Fun with polynomials and linear algebra; or, slight abstract nonsense
This technical dive explores how fundamental linear algebra concepts, like vector spaces and quotients, can elegantly unify and generalize theorems often found in abstract algebra and number theory. By applying these structures to polynomials, the author re-derives and simplifies results like the Chinese Remainder Theorem. It appeals to HN's audience interested in deep mathematical connections and foundational proofs.
The Lowdown
This post, described as a series of notes for the author, endeavors to demonstrate the power and generality of linear algebra by re-framing and generalizing various mathematical theorems and constructions using purely linear-algebraic language. The author shows how many concepts, often associated with module theory or abstract algebra, can be understood and proven within the framework of vector spaces and their properties.
- Basic Linear Algebra Foundations: The article begins by reviewing core definitions such as vector space isomorphism (V ≃ V'), injectivity, kernels, and the properties of finite-dimensional subspaces and their dimensions. It highlights that if two finite-dimensional spaces U and W have the same dimension, U ≃ W. A key observation is that an injective or surjective linear map between same-dimension finite-dimensional spaces is invertible.

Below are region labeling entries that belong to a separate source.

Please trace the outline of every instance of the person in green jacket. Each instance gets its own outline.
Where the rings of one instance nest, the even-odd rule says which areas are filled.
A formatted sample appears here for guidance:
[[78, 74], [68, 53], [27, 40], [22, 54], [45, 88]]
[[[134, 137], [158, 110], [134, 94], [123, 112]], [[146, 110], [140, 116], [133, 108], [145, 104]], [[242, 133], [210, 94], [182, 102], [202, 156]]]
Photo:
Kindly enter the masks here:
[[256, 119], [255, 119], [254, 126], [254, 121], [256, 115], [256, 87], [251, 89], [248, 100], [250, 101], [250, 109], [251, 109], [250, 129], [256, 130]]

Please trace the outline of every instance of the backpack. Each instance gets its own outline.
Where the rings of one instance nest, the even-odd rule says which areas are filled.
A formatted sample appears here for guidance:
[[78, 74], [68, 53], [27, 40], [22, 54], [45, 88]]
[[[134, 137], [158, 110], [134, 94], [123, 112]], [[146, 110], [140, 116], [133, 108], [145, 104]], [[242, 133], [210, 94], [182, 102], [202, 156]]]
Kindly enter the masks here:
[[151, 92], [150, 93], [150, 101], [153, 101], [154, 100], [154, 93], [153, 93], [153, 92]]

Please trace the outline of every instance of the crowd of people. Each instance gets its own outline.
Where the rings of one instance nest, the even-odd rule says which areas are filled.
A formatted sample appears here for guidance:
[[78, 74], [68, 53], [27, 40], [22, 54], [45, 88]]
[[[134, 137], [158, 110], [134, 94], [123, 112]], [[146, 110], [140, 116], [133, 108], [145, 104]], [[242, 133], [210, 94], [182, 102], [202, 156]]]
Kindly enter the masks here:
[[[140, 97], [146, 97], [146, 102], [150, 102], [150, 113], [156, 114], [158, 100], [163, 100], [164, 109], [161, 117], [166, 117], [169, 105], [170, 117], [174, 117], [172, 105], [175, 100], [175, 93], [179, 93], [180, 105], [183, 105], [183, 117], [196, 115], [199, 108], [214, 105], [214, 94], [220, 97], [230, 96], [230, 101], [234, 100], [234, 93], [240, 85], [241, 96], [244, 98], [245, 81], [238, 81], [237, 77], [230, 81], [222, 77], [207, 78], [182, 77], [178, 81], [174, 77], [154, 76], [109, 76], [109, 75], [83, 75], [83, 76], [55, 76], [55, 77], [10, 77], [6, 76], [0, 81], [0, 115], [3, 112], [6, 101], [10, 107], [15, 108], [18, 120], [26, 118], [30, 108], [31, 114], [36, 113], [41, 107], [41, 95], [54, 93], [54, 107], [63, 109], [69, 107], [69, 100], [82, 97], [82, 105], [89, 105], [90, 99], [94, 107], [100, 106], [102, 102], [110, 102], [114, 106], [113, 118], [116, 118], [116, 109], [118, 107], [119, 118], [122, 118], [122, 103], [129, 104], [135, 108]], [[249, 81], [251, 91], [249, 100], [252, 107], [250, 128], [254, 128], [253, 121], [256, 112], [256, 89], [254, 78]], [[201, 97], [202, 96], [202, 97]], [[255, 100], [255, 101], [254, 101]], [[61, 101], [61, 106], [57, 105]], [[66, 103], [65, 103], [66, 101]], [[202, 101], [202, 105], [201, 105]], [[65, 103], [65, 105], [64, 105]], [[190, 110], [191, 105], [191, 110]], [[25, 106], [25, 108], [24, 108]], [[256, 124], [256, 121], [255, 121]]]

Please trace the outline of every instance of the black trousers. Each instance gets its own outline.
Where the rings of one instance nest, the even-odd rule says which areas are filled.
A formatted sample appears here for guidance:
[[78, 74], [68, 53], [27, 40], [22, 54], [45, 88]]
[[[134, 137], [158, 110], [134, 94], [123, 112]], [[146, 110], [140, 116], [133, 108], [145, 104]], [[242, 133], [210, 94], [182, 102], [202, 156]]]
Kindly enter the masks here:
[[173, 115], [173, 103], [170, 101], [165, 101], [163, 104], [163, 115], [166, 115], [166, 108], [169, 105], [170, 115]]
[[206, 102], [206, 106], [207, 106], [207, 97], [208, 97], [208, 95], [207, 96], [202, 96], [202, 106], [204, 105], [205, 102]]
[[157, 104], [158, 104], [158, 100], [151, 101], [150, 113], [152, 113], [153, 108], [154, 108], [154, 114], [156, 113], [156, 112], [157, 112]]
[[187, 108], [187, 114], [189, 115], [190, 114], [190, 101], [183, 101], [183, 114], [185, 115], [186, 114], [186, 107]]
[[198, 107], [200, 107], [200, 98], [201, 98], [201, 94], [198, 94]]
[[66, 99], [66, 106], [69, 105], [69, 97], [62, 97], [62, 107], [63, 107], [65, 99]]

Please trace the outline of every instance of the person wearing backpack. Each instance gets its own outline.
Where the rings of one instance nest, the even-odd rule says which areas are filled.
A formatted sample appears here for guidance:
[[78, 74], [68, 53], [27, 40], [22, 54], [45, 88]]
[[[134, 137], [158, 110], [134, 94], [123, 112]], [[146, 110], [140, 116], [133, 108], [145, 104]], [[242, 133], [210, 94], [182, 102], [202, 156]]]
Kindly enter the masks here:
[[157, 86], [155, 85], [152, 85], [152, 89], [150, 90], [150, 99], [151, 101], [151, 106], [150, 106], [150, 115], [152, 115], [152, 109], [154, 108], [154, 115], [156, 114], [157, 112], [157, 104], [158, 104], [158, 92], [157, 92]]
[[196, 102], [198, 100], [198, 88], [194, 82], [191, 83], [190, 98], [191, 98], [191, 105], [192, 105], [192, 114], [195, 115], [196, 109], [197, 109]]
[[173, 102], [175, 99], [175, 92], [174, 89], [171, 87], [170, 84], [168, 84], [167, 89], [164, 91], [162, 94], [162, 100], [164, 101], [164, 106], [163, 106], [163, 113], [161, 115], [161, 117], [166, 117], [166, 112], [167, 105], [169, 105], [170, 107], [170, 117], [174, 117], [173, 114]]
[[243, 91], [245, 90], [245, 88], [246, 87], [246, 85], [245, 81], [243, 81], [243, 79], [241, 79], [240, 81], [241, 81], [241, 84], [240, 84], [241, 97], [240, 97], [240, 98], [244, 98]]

- Quotients of Vector Spaces: The concept of V/W, a quotient space formed by a vector space V and its subspace W, is introduced. This is analogous to cosets in group theory but applied to vector spaces. The article proves that V/W is itself a vector space and, importantly, establishes a structure theorem: if U and W are subspaces of V with dim(U) = dim(V/W) and U ∩ W = {0}, then V can be uniquely decomposed as V = U ⊕ W.
- Polynomial Fun: These linear-algebraic tools are then applied to the vector space of polynomials. The set of polynomials divisible by a polynomial 'p' (denoted Wp) is shown to be a subspace. The author then demonstrates how operations like Wp + Wq relate to the greatest common divisor (gcd) of p and q, and Wp ∩ Wq to their least common multiple (lcm). A central result is showing that V/Wp is isomorphic to Rp, the set of polynomials with degree less than deg(p), leading to the decomposition V = Wp ⊕ Rp.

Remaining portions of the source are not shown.